Hace unos años, durante las prácticas en un despacho de abogados, otro de los pasantes me contaba, con orgullo, que su universidad respetaba las creencias personales de cada uno de sus alumnos y no hacían ningún intento por cambiarlas. Que lo único que les enseñaban eran conocimientos técnicos, especializados en una materia, para poder realizar el trabajo que el mercado necesitara de ellos. Cualquier tipo de convicción, opinión o credo iba a quedar a salvo en el fuero interno de cada uno y ningún profesor podía cuestionarlos ni debía imponer a sus alumnos su forma de ver el mundo.
Cuando me dijo eso, me quedé perplejo. Pensé que aquello es justo lo que la universidad no debe hacer: separar praxis y poiesis. Es la diferencia entre conocimiento práctico y técnico, entre hacer lo bueno y hacer algo bien, entre ser una buena persona y, por ejemplo, un buen abogado. Una brecha entre dos elementos que, a la hora de la verdad, deben ir siempre unidos. Diseñar de ese modo un plan de estudios implica desconocimiento acerca de nuestras virtudes, que no son solo morales sino también intelectuales. Por tanto, esa dicotomía entre ser bueno e inteligente es, en realidad, un poco engañosa.
Se asomó a mi memoria este momento mientras estudiaba una lectura para mi Trabajo Fin de Grado. En el cuarto capítulo de Tres versiones rivales de la ética, a mi parecer su libro más logrado, MacIntyre reflexiona sobre las diferencias que había entre las dos universidades más importantes de la Edad Media: «La enseñanza de Bolonia tenía como fin servir a los propósitos de los estudiantes, propósitos determinados antes y con independencia de cualquier cosa aprendida en dicha enseñanza. La enseñanza en París tenía como fin reeducar a los estudiantes en un conocimiento más adecuado de los fines y propósitos, de tal manera que podían corregir los deseos con que llegaban al estudio».

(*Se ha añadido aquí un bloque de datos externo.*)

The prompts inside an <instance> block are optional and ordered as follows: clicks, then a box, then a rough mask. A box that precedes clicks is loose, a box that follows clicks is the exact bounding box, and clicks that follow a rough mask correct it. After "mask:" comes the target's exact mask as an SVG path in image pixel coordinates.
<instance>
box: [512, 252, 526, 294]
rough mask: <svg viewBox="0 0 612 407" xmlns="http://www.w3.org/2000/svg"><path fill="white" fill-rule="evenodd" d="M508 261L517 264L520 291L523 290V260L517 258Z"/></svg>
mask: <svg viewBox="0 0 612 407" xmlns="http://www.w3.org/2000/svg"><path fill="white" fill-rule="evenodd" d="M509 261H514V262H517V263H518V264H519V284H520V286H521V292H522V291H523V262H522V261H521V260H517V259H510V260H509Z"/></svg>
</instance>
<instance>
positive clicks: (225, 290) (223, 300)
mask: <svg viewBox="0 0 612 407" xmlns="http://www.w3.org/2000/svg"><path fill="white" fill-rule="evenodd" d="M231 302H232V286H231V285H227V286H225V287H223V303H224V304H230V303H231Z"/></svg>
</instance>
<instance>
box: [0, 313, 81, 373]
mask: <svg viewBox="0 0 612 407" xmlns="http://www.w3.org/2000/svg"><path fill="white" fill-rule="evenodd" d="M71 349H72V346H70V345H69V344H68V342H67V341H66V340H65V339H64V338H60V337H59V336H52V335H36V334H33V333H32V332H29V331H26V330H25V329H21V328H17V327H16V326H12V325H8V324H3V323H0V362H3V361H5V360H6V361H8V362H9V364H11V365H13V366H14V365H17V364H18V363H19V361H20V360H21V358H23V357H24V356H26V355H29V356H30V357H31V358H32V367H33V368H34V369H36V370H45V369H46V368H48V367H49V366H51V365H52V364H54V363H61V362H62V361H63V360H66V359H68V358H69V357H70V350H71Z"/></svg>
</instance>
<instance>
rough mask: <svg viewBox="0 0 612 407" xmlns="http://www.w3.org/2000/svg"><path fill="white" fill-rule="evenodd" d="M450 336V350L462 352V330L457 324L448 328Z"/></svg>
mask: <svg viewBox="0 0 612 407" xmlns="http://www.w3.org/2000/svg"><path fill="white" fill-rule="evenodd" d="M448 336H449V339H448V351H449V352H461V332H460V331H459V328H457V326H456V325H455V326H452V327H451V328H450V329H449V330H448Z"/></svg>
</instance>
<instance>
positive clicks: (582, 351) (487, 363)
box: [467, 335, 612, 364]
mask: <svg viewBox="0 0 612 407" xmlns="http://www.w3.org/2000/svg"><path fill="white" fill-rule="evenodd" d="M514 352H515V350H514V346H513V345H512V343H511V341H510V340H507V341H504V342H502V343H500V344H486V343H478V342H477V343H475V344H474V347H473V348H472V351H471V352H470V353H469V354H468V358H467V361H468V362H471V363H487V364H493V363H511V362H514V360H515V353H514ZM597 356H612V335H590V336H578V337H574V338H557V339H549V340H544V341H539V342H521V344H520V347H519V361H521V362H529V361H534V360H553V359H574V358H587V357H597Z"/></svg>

A pesar de la aplicación del plan Bolonia y de todas las limitaciones de la institución universitaria contemporánea, en nuestra Universidad de Navarra tratan, dentro de lo posible, de seguir el modelo de París. Se intenta formar integralmente a la persona, que se cuestione algo de su vida y que nazca en él, aunque sea mínimamente, el deseo de verdad. Y esto es también una razón por la cual los maestros siguen siendo esenciales y no pueden ser reemplazados sin que suframos una pérdida. El alumno no tiene los hábitos para hacer las cosas bien hechas. Todavía no es consciente de los fines propios de la actividad en la que participa. No entiende ni el qué ni el porqué. Debe, en primer lugar, confiar en quien sabe más que él. Debe seguir a aquel que le ayudará a descubrir la verdad. Debe someterse a esa autoridad que se encuentra en el umbral de la caverna y que lo ayudará a interiorizar las prácticas que realice; a actuar de forma más perfecta, placentera y libre. Porque ese sigue siendo el rol de un maestro: enseñar al alumno a ser libre.
Hace apenas unos días que he presentado mi TFG en esta Universidad, así que puedo decir que, además de haberlo leído, he vivido este esfuerzo en Pamplona. Me atrevo a afirmar, junto con Alejandro Llano cuando le impusieron la Medalla de Oro, que «aquí he rozado muchas veces con la punta de los dedos eso tan difícil de alcanzar en este mundo, y a lo que me atrevo a llamar felicidad».